Curried Coconut and Seafood Chowder
Chowders and curries alone are considered to be rich and comforting dishes,imagine combining these two it would yield a really potent dish. Today you don’t have to imagine further as we will be making one at home. Initially I thought of just mixing the same original ingredients but I guess the flavours would be really rich and will be hard to consume on its own so I have to mellow down some of its main ingredients for it to be more palatable. The key here is balancing the right flavour which gives a creamy yet perfectly spiced thick soup.
Curried Coconut and Seafood Chowder is the one we are making for today, it’s a good mix of different seafood’s like prawns, squid, fish and mussels in a starchy creamy curry based soup. Alongside with potatoes this dish becomes an all-in-one dish. Furthermore, what is amazing is that this dish is very simple to prepare and you can also use the frozen mixed seafood packs you can buy from your supermarket to save you time and energy.

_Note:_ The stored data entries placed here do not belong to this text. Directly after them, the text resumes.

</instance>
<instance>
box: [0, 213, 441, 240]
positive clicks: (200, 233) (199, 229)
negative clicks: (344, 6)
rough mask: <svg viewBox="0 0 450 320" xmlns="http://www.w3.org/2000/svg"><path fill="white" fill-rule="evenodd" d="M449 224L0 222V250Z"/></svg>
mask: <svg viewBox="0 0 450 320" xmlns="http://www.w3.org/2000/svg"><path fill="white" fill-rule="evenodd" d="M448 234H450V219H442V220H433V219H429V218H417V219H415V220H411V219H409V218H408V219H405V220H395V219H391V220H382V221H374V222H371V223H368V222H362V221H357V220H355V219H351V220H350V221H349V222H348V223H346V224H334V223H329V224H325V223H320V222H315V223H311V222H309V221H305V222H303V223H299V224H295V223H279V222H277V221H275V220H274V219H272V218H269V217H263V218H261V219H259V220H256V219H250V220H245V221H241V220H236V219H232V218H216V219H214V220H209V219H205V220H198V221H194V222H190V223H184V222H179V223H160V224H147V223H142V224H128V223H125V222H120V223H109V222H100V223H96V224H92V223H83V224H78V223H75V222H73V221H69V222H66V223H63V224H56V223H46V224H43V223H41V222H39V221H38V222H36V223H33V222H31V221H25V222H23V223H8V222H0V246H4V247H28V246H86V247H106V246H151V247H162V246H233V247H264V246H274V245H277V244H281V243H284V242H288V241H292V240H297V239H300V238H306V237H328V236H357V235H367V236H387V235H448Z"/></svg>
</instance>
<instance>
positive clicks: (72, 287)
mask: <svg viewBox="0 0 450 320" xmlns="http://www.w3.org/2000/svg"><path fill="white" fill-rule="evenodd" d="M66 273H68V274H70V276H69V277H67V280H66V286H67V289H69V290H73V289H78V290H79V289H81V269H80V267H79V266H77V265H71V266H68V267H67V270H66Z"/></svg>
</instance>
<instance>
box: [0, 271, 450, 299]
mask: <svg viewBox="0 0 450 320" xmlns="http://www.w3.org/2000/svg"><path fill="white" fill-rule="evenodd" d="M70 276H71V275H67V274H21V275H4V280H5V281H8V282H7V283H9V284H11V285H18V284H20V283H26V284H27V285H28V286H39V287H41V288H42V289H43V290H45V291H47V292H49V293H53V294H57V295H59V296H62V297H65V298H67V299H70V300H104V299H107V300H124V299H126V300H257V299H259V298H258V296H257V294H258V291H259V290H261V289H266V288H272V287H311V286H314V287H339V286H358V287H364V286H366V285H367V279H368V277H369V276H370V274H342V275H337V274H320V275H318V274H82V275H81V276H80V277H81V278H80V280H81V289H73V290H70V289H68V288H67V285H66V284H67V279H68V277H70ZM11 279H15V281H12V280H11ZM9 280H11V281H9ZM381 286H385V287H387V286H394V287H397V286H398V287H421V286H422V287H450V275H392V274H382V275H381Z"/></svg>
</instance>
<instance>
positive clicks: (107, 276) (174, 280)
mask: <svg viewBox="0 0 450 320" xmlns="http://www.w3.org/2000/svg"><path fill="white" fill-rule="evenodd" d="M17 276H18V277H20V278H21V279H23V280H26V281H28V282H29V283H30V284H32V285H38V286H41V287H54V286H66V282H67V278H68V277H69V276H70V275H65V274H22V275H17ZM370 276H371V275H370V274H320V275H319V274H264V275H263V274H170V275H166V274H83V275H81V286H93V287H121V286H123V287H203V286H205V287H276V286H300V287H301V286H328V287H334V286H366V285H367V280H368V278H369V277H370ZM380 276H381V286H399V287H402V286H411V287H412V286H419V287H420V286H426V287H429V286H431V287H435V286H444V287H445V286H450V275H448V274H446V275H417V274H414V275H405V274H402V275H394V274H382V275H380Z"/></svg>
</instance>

- 700 g Seafood Mix or any combination of shrimps, fish, mussels, squid, scallops, and lobster tails, etc.
- 2 large potatoes, cubed
- 1 red capsicum / bell pepper, cubed
- 400 ml coconut cream
- 1 litre seafood stock
- 4 tbsp flour
- 2 tsp curry powder
- 1 tsp minced ginger
- 3 tbsp chopped parsley
- 6 pcs curry leaves
- ½ stalk leeks, finely chopped
- 2 stalks celery, finely chopped
- 3 cloves garlic
- 3 tbsp butter
- freshly ground black pepper
- In a soup pot add butter and melt it in low heat, add the leeks, celery, garlic, ginger and curry powder then cook in low heat for 5 minutes or until soft.
- Sprinkle in the flour and cook while mixing until it forms a roux.

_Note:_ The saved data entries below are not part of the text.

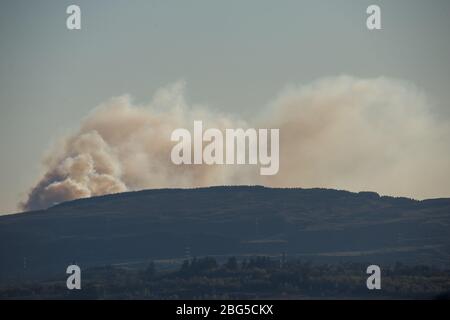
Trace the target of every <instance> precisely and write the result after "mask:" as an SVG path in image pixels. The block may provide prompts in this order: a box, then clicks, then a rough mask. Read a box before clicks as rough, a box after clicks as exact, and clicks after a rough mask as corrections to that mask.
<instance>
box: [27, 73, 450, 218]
mask: <svg viewBox="0 0 450 320" xmlns="http://www.w3.org/2000/svg"><path fill="white" fill-rule="evenodd" d="M430 108H431V107H430V106H429V104H428V103H427V101H426V99H425V97H424V95H423V94H422V93H421V92H419V91H418V90H417V89H416V88H415V87H413V86H411V85H409V84H407V83H405V82H401V81H396V80H390V79H386V78H376V79H357V78H353V77H347V76H342V77H335V78H328V79H323V80H319V81H317V82H315V83H313V84H311V85H307V86H303V87H298V88H295V87H292V88H289V89H286V90H285V91H284V92H283V93H282V94H281V95H280V96H279V97H278V98H277V99H276V100H275V101H273V102H272V103H271V104H270V105H269V106H268V108H267V109H266V110H265V111H264V112H263V113H262V114H261V115H260V116H259V117H257V119H252V121H248V122H247V121H244V120H242V119H237V118H236V117H232V116H227V115H222V114H216V113H214V112H212V111H210V110H208V109H207V108H203V107H200V106H188V105H187V103H186V101H185V99H184V85H183V84H182V83H176V84H175V85H173V86H169V87H168V88H163V89H161V90H159V91H158V92H157V93H156V94H155V96H154V99H153V101H152V102H151V103H150V104H149V105H148V106H135V105H133V104H132V102H131V101H130V98H129V97H128V96H123V97H119V98H115V99H112V100H111V101H109V102H107V103H105V104H104V105H101V106H99V107H97V108H96V109H95V110H94V111H93V112H92V113H91V114H90V115H89V116H88V117H87V118H86V119H85V120H84V121H83V122H82V124H81V127H80V129H79V130H78V132H77V133H75V134H73V135H72V136H70V137H68V138H65V139H63V141H62V142H61V145H59V146H58V147H57V148H55V150H53V152H51V153H50V156H49V157H48V158H47V159H46V161H45V167H46V173H45V174H44V176H43V177H42V179H41V180H40V181H39V182H38V183H37V185H36V186H35V187H34V188H32V190H31V191H30V194H29V196H28V199H27V200H26V201H25V202H24V203H23V204H22V208H23V209H25V210H32V209H38V208H45V207H48V206H51V205H53V204H54V203H59V202H62V201H67V200H72V199H76V198H82V197H90V196H96V195H102V194H109V193H116V192H122V191H126V190H137V189H144V188H160V187H198V186H208V185H223V184H227V185H230V184H264V185H268V186H289V187H293V186H300V187H330V188H340V189H348V190H354V191H358V190H375V191H378V192H381V193H383V194H390V195H405V196H410V197H416V198H424V197H433V196H448V195H450V166H449V165H448V161H449V159H450V157H449V156H450V152H449V147H448V146H449V145H450V144H449V142H450V141H449V135H448V133H449V132H450V131H449V130H448V126H447V125H446V124H441V123H439V121H437V120H436V119H434V118H433V117H432V116H431V114H430V111H431V110H430ZM194 120H202V121H203V123H204V127H205V128H208V127H214V128H219V129H224V128H239V127H242V128H246V127H255V128H279V129H280V171H279V173H278V174H277V175H275V176H260V175H259V174H258V172H259V170H257V168H255V166H253V167H251V166H237V165H236V166H208V165H181V166H176V165H174V164H172V162H171V160H170V151H171V149H172V147H173V145H174V143H173V142H171V141H170V135H171V132H172V131H173V130H174V129H176V128H188V129H190V130H192V125H193V121H194Z"/></svg>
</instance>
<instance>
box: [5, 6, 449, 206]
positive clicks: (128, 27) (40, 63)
mask: <svg viewBox="0 0 450 320" xmlns="http://www.w3.org/2000/svg"><path fill="white" fill-rule="evenodd" d="M0 3H1V7H0V50H1V51H0V147H1V148H0V150H1V154H0V159H1V160H0V161H1V166H0V212H11V211H15V210H16V205H17V203H18V202H19V201H20V200H23V199H24V197H25V196H26V193H27V192H28V190H29V188H30V186H32V185H33V183H35V182H36V181H37V179H38V178H39V176H40V175H41V174H42V167H41V160H42V157H43V155H44V153H45V151H46V150H48V148H49V146H51V145H52V143H53V142H54V141H55V139H57V138H58V137H59V136H61V135H62V134H64V133H66V132H67V131H68V130H70V129H74V128H76V127H77V124H78V123H79V122H80V120H81V119H82V118H84V117H85V116H86V115H87V114H88V113H89V111H91V110H92V109H93V108H94V107H95V106H96V105H98V104H99V103H101V102H103V101H105V100H107V99H109V98H110V97H112V96H119V95H121V94H125V93H127V94H130V95H131V96H133V97H134V99H135V101H137V103H140V102H146V101H148V100H149V99H150V98H151V97H152V95H153V93H154V92H155V90H157V89H158V88H160V87H162V86H165V85H167V84H170V83H173V82H175V81H177V80H179V79H184V80H185V81H186V84H187V95H188V99H189V100H190V101H195V102H198V103H204V104H207V105H209V106H211V107H212V108H214V109H217V110H223V111H226V112H227V113H238V114H241V116H242V117H245V118H251V117H252V115H253V114H254V113H257V112H258V110H259V109H260V108H262V107H263V106H264V105H265V104H267V103H268V101H270V100H272V99H273V98H274V97H275V96H276V95H277V94H278V92H279V91H280V90H281V89H282V88H284V87H285V86H286V85H287V84H290V83H295V84H308V83H310V82H312V81H314V80H316V79H318V78H321V77H324V76H334V75H341V74H349V75H352V76H357V77H378V76H386V77H389V78H399V79H405V80H408V81H410V82H412V83H414V84H416V85H417V86H418V87H419V88H421V89H423V90H424V92H426V94H427V96H428V98H429V99H430V100H431V103H432V104H433V105H435V106H436V108H435V112H436V114H438V115H439V117H441V118H443V119H449V118H450V105H449V103H448V101H450V61H449V59H450V58H449V57H450V37H449V32H450V1H446V0H442V1H438V0H436V1H411V0H405V1H400V0H396V1H375V0H373V1H361V0H347V1H336V0H330V1H317V0H314V1H299V0H296V1H261V0H255V1H250V0H246V1H242V0H239V1H231V0H228V1H211V0H204V1H196V0H192V1H181V0H179V1H168V0H164V1H138V0H134V1H125V0H123V1H111V0H108V1H106V0H105V1H100V0H96V1H60V0H58V1H44V0H40V1H17V0H14V1H1V2H0ZM70 4H78V5H79V6H80V7H81V11H82V30H80V31H68V30H67V29H66V23H65V21H66V17H67V15H66V13H65V10H66V7H67V6H68V5H70ZM369 4H378V5H380V7H381V10H382V28H383V29H382V30H380V31H369V30H367V28H366V25H365V20H366V17H367V15H366V13H365V10H366V8H367V6H368V5H369Z"/></svg>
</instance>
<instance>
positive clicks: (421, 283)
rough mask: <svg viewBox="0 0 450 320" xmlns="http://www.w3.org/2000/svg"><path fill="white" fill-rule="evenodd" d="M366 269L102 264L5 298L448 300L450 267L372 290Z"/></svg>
mask: <svg viewBox="0 0 450 320" xmlns="http://www.w3.org/2000/svg"><path fill="white" fill-rule="evenodd" d="M367 265H368V264H362V263H349V262H348V263H339V264H334V265H330V264H321V265H317V264H312V263H311V262H304V261H301V260H299V259H293V260H287V261H286V260H285V259H284V257H280V258H279V259H278V258H275V259H274V258H273V257H267V256H255V257H251V258H247V259H241V260H238V259H237V258H236V257H229V258H228V260H226V261H224V262H223V263H218V262H217V261H216V259H215V258H213V257H202V258H193V259H189V260H185V261H184V262H183V263H182V265H181V266H179V267H178V268H176V269H174V270H160V269H158V268H157V266H156V264H155V263H154V262H149V263H148V264H147V266H146V267H145V268H139V269H131V268H124V267H113V266H105V267H97V268H92V269H87V270H85V271H83V272H82V288H81V290H68V289H67V288H66V278H65V277H62V278H61V279H54V280H51V281H45V282H39V283H37V282H35V283H33V282H30V283H26V284H24V283H20V284H17V285H13V284H10V285H8V286H3V287H2V288H0V298H1V299H258V298H259V299H261V298H263V299H264V298H267V299H280V298H281V299H310V298H313V299H316V298H318V299H361V298H362V299H383V298H389V299H392V298H393V299H436V298H448V292H450V269H442V268H436V267H430V266H407V265H403V264H401V263H397V264H394V265H391V266H389V267H383V268H382V276H381V279H382V280H381V283H382V288H381V290H368V289H367V286H366V280H367V277H368V276H369V275H367V274H366V268H367Z"/></svg>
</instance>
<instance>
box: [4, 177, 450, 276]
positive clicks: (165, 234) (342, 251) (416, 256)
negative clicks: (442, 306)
mask: <svg viewBox="0 0 450 320" xmlns="http://www.w3.org/2000/svg"><path fill="white" fill-rule="evenodd" d="M449 226H450V199H435V200H424V201H415V200H411V199H406V198H392V197H380V196H378V194H376V193H371V192H361V193H351V192H347V191H337V190H328V189H272V188H264V187H257V186H256V187H246V186H241V187H211V188H200V189H160V190H146V191H139V192H128V193H122V194H115V195H108V196H102V197H96V198H89V199H81V200H76V201H71V202H67V203H62V204H60V205H56V206H54V207H52V208H49V209H47V210H43V211H36V212H27V213H21V214H15V215H10V216H3V217H0V282H7V281H9V280H11V279H12V280H17V279H18V278H21V277H33V278H44V277H49V276H51V275H54V274H63V273H64V272H65V267H66V266H67V265H68V264H70V263H72V262H76V263H78V264H80V265H82V266H83V267H86V266H88V267H90V266H99V265H107V264H116V263H128V262H132V261H148V260H150V259H152V260H158V259H174V258H179V259H182V258H183V257H184V256H185V254H186V250H187V248H189V249H188V250H189V252H190V254H191V255H192V256H194V255H195V256H203V255H217V256H221V255H251V254H269V255H270V254H273V255H275V254H281V253H282V252H285V253H286V254H287V255H288V256H289V255H292V256H293V255H295V256H299V257H304V259H308V260H312V261H315V260H322V261H326V262H328V261H329V262H333V261H335V260H342V259H345V260H354V261H358V260H359V261H361V260H362V261H371V262H373V263H393V262H397V261H399V262H403V263H412V264H417V263H421V264H433V265H448V264H449V263H450V234H449Z"/></svg>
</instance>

- Slowly add the seafood stock continuously stirring until smooth, add the potatoes and capsicum bring it to a gentle boil then simmer for 5-7 minutes or until potatoes are tender.
- Add the seafood mix then simmer for 3 more minutes.
- Add the coconut cream and chopped parsley simmer for 2 more minutes, season with salt and freshly ground black pepper then serve in bowls.